Next, use your hands to examine your breasts
- Feel them while you are in the shower or bath, lying in bed or getting dressed. It should only take a few minutes.
- Remember to feel all the breast tissue, from the collarbone to below the bra line and under the arms.
- Use the flat part of your fingers and the finger pads to feel near the surface and deeper into the breasts.
Common ways to perform the manual part of the breast exam include:
- Lying down. Choose a bed or other flat surface to lie down on your back. When lying down, breast tissue spreads out, making it thinner and easier to feel.
- In the shower. Lather your fingers and breasts with soap to help your fingers glide more smoothly over your skin.
When examining your breasts, some general tips to keep in mind include:
- Use the pads of your fingers. Use the pads, not the very tips, of your three middle fingers for the exam. If you have difficulty feeling with your finger pads, use another part of your hand that is more sensitive, such as your palm or the backs of your fingers.
- Use different pressure levels. Your goal is to feel different depths of the breast by using different levels of pressure to feel all the breast tissue. Use light pressure to feel the tissue closest to the skin, medium pressure to feel a little deeper, and firm pressure to feel the tissue closest to the chest and ribs. Be sure to use each pressure level before moving on to the next spot. If you’re not sure how hard to press, talk with your doctor or nurse.
- Take your time. Don’t rush. It may take several minutes to carefully examine your breasts.
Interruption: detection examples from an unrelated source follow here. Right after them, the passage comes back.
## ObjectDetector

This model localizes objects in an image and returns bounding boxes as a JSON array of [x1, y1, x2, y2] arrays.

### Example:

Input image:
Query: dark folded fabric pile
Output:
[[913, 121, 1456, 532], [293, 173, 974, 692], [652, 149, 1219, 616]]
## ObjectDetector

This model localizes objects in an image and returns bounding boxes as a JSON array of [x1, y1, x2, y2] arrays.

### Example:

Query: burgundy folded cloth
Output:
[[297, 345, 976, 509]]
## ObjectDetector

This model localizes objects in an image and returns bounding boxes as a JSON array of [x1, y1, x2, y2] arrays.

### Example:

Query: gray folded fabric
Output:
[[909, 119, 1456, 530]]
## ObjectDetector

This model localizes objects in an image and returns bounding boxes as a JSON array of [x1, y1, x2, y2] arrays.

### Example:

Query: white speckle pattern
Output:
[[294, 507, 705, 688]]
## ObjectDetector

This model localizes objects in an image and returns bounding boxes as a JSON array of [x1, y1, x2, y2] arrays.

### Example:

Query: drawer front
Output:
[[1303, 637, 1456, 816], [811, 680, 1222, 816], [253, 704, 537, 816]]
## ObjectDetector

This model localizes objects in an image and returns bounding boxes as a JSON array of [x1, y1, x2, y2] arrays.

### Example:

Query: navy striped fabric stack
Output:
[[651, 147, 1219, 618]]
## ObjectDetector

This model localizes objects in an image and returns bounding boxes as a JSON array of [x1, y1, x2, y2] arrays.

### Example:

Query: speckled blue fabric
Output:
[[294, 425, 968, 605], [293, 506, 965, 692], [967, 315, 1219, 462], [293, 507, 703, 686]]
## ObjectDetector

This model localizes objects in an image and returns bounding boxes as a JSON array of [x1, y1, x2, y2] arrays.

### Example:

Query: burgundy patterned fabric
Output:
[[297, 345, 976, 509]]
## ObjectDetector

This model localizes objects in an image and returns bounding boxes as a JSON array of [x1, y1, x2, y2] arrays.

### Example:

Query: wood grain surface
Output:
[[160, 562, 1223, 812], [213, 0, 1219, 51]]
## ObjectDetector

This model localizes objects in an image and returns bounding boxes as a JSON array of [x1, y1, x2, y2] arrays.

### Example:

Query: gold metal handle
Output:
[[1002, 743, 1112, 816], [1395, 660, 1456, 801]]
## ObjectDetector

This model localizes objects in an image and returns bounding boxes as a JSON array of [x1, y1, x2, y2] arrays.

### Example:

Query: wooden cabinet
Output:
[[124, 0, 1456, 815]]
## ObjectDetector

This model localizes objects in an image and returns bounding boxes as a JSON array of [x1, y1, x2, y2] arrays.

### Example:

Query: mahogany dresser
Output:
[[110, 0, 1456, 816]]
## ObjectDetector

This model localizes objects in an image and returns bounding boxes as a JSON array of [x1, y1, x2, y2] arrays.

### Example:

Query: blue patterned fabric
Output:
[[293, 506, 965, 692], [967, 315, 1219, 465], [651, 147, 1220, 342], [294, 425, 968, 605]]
- Follow a pattern. Use a methodical technique to ensure you examine your entire breast. For instance, imagine the face of a clock over your breast or the slices of a pie. Begin near your collarbone and examine that section, moving your fingers toward your nipple. Then move your fingers to the next section.
If you have a disability that makes it difficult to examine your breasts using this technique, you likely can still conduct a breast self-exam. Ask your doctor to show you ways you can examine your breasts.
If you are still having your periods, expect your breasts to feel different at different times of the month. For example, some women get painful, lumpy or swollen breasts just before their period starts and softer breasts after their period has finished.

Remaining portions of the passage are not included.